1908 yılının yaz ayları Osmanlı ve Sultan II. Abdulhamid Han için zor geçiyordu. Selanik’ten yayılan ittihatçı isyanını ne Şemsi Paşa ne de Müşir Osman Paşa bastırabilmişti. Enver Bey ve adamları dağlardaydı.
Selanik’ten yayılan isyanın 40. gününde Sultan Abdulhamid Han geri adım attı. Bu aynı zamanda geri adım değil, ileriye atılmış bir harekatın da başlangıcı olmuştu. Sultan II. Abdulhamid Han, 24 Temmuz 1908’de II. Meşrutiyeti ilan etti.

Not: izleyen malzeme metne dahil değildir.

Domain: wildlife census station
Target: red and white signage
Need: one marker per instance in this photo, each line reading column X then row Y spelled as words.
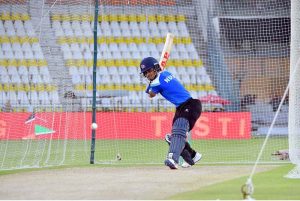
column 122, row 125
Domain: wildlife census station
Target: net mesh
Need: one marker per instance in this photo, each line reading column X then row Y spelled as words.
column 232, row 55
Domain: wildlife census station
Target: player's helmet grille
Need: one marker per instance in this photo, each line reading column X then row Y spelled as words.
column 149, row 63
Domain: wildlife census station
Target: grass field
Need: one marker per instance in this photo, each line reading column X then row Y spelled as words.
column 270, row 185
column 38, row 153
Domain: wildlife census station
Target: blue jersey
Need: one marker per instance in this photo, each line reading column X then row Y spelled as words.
column 170, row 88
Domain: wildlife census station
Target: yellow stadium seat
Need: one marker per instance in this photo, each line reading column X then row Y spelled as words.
column 62, row 40
column 119, row 62
column 100, row 62
column 152, row 18
column 5, row 39
column 141, row 18
column 16, row 16
column 110, row 39
column 129, row 40
column 109, row 62
column 22, row 62
column 170, row 18
column 85, row 18
column 24, row 39
column 89, row 63
column 12, row 62
column 75, row 17
column 122, row 18
column 186, row 40
column 56, row 17
column 82, row 40
column 66, row 17
column 31, row 62
column 197, row 63
column 177, row 40
column 158, row 40
column 120, row 39
column 112, row 18
column 101, row 40
column 5, row 16
column 80, row 62
column 132, row 18
column 14, row 39
column 25, row 16
column 160, row 18
column 42, row 62
column 180, row 18
column 3, row 62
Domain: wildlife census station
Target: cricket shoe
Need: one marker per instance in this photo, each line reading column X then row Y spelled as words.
column 168, row 138
column 171, row 164
column 197, row 158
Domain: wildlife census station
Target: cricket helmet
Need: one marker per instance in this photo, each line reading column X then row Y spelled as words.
column 149, row 63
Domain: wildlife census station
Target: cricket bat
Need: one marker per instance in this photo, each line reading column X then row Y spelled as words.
column 165, row 54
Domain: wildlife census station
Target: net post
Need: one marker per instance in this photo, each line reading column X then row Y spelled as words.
column 93, row 138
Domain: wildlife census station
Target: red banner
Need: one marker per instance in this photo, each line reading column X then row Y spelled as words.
column 121, row 125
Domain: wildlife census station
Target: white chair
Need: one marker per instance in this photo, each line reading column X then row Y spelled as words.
column 7, row 47
column 194, row 55
column 1, row 55
column 38, row 55
column 135, row 33
column 25, row 79
column 44, row 71
column 123, row 47
column 31, row 32
column 107, row 32
column 16, row 79
column 103, row 47
column 16, row 47
column 104, row 79
column 11, row 31
column 102, row 71
column 44, row 98
column 191, row 70
column 116, row 32
column 12, row 96
column 132, row 47
column 19, row 54
column 126, row 55
column 54, row 98
column 136, row 55
column 8, row 54
column 22, row 98
column 125, row 79
column 28, row 54
column 123, row 70
column 33, row 70
column 46, row 79
column 76, row 79
column 67, row 54
column 36, row 79
column 87, row 55
column 181, row 71
column 107, row 55
column 112, row 70
column 77, row 55
column 3, row 70
column 113, row 47
column 117, row 55
column 183, row 55
column 73, row 70
column 33, row 98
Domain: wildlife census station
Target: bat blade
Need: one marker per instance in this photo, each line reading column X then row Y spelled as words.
column 165, row 54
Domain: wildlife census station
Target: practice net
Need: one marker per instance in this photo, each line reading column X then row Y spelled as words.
column 232, row 55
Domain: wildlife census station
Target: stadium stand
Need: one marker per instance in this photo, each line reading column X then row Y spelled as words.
column 25, row 78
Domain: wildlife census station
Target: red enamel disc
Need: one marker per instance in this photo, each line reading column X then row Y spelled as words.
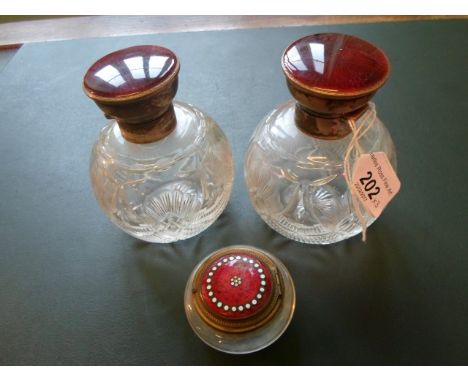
column 236, row 286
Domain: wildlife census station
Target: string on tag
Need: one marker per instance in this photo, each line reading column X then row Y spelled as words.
column 358, row 128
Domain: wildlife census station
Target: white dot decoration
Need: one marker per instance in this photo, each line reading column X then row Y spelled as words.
column 235, row 281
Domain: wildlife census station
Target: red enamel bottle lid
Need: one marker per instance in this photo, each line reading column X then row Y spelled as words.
column 130, row 72
column 236, row 286
column 136, row 86
column 239, row 299
column 332, row 73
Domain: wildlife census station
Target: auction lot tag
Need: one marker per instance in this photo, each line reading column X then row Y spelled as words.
column 375, row 182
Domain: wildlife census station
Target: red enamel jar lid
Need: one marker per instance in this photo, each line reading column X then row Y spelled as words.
column 237, row 289
column 236, row 285
column 130, row 73
column 336, row 65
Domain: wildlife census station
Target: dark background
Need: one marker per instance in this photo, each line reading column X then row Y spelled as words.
column 76, row 290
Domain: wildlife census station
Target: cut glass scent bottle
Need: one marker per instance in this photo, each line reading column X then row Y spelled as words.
column 161, row 170
column 294, row 165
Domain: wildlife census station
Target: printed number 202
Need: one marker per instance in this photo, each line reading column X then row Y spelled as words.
column 370, row 185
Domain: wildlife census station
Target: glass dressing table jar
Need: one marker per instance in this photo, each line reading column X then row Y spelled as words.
column 162, row 171
column 294, row 165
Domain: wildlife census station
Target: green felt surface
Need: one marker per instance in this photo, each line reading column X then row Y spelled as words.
column 76, row 290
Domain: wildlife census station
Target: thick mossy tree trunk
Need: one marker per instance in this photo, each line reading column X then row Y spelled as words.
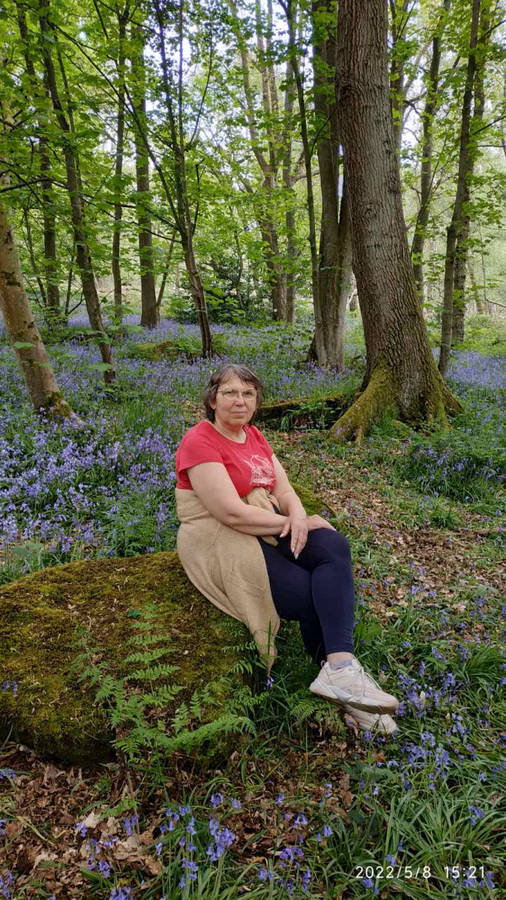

“Osmanlı Matbuat Cemiyeti” adıyla örgütlenen o zamanki gazetecilerin büyük bir bölümü meşrutiyeti sevinçle karşıladılar. Artık sansürün karşısına dikilebileceklerdi. 1876 yılından kalma “sansür kararnamesi” uygulanmayacaktı artık. Yani daha önce olduğu gibi sansür memurları yayından önce gazeteleri kontrol edemeyecekti.
Meşrutiyetin ilan edildiği günün gecesinde İkdam Gazetesi sahibi Ahmet Cevdet, gazete provalarını görmek için gelen sansür memurlarını “gazeteler hürdür, sansür yasaktır.” Sözleriyle geri çevirdi. 25 Temmuz 1908 sabahı dağıtılan gazeteler farklıydı artık. Uzun yılların ardından ilk kez sansür memurlarının değil gazetecilerin tercihlerine göre basılmıştı bütün gazeteler. Özgürce yayınlanan gazetelere halkın ilgisi de büyük oldu. Bazı gazetelerin satışları 2000’lerden 5000’lere kadar çıktı. Fiyatı 10 kuruş olan İkdam Gazetesi karaborsada 50 Kuruşa alıcı buldu. 1 ay içinde 200 yeni gazete için yayın hakkı alındı. 24 Temmuz bir anlamda gerçek gazeteciliğin patlama yaptığı gündü. Bu nedenle 24 Temmuz Cumhuriyet döneminde “Türk Basınından Sansürün Kaldırılması ve Basın Bayramı” olarak ilan edildi. Daha sonra kutlamalar “Geleneksel Gazeteciler Günü” adı altında yapılmaya başlandı.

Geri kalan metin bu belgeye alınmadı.